Markets have been a little “choppy” as they say of late, and I wonder (notice I didn’t say “worry”) if this is the “correction” or “pullback” that many have predicted given that we have had such a good run. If it is (or turns to have been – because we cannot know in advance) let me assure you that it is normal, it is a matter of “when” not “if”, and is not something to lose sleep over.
Instead of worrying about what the market is going to do or not do, consider instead that last year, research by Putnam Investments suggested that households putting less than 10% of their salaries or income toward retirement are at risk for not meeting their retirement income needs. People saving 0% might replace only 54% of their income (assuming they are eligible for Social Security.) Saving 3% of your income might get you up to a 56% replacement ratio and those saving over 3% and up to 10% might meet up to 84% of their needs. Obviously, you’re better off saving 10% or more.
Since you can’t control or predict what the market is going to do, (“Economic forecasting exists to make astrology look respectable”… J.K. Galbraith), the best “investment decision” you could make might be to instead evaluate whether or not you are saving enough money in the first place. Use your energies in the more worthwhile endeavor of determining how to “allocate” more of your income toward your retirement goal.

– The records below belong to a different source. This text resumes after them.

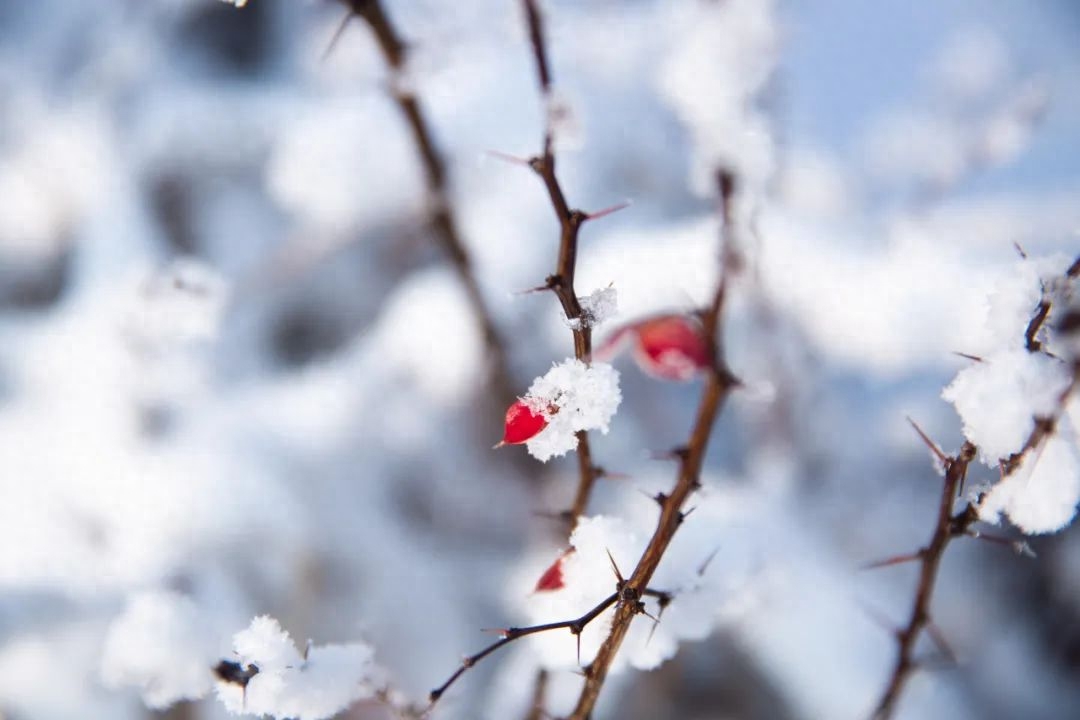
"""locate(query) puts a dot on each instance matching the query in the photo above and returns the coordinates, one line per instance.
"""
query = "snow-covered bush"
(271, 274)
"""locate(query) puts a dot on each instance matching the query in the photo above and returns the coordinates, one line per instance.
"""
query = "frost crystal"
(574, 396)
(287, 685)
(999, 398)
(159, 646)
(596, 307)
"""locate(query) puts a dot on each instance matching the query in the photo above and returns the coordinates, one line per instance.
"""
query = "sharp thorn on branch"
(895, 559)
(930, 444)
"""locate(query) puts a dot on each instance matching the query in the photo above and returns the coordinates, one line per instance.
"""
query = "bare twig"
(539, 691)
(718, 384)
(569, 221)
(950, 526)
(442, 219)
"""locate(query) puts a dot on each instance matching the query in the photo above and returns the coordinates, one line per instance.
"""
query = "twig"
(569, 221)
(950, 526)
(443, 220)
(718, 384)
(930, 557)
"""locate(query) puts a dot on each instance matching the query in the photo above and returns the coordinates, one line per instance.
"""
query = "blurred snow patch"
(161, 646)
(1042, 493)
(429, 336)
(320, 684)
(346, 163)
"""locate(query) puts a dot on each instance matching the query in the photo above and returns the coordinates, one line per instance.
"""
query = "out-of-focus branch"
(511, 634)
(950, 526)
(718, 384)
(443, 220)
(539, 691)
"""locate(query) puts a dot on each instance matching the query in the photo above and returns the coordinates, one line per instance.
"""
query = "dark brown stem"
(930, 557)
(718, 384)
(539, 691)
(562, 282)
(443, 220)
(511, 634)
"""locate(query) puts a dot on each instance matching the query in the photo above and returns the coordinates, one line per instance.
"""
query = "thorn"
(531, 290)
(562, 516)
(930, 444)
(337, 36)
(509, 158)
(608, 211)
(895, 559)
(666, 454)
(1021, 547)
(939, 639)
(643, 611)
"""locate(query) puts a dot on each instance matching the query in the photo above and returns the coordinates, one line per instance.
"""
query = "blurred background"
(235, 367)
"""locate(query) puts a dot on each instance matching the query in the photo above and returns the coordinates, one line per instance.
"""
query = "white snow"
(161, 646)
(574, 396)
(597, 307)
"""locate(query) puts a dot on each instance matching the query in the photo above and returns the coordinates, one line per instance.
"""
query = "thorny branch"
(718, 384)
(569, 221)
(443, 221)
(950, 526)
(930, 557)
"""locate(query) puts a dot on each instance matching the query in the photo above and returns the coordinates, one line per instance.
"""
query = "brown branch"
(539, 691)
(562, 282)
(443, 220)
(576, 626)
(950, 526)
(718, 384)
(930, 557)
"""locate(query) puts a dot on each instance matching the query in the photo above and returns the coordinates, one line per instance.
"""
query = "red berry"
(552, 578)
(672, 348)
(523, 423)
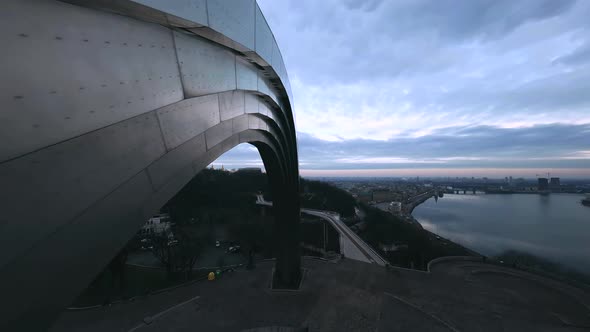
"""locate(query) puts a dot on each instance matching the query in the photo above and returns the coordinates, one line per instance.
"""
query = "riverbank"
(550, 228)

When we do have that “correction,” the extra money you’re investing will be invested at a lower cost (remember, we like to buy things “on sale”) and the reduction to the value of your current holdings will most probably (nothing in life is absolutely certain) be “temporary” as suggested by the entire weight of historical evidence. I think Warren Buffet is credited with saying something like “investing is simple, but not easy.” Sometimes it is obvious what is necessary to do, but are we willing to actually do it?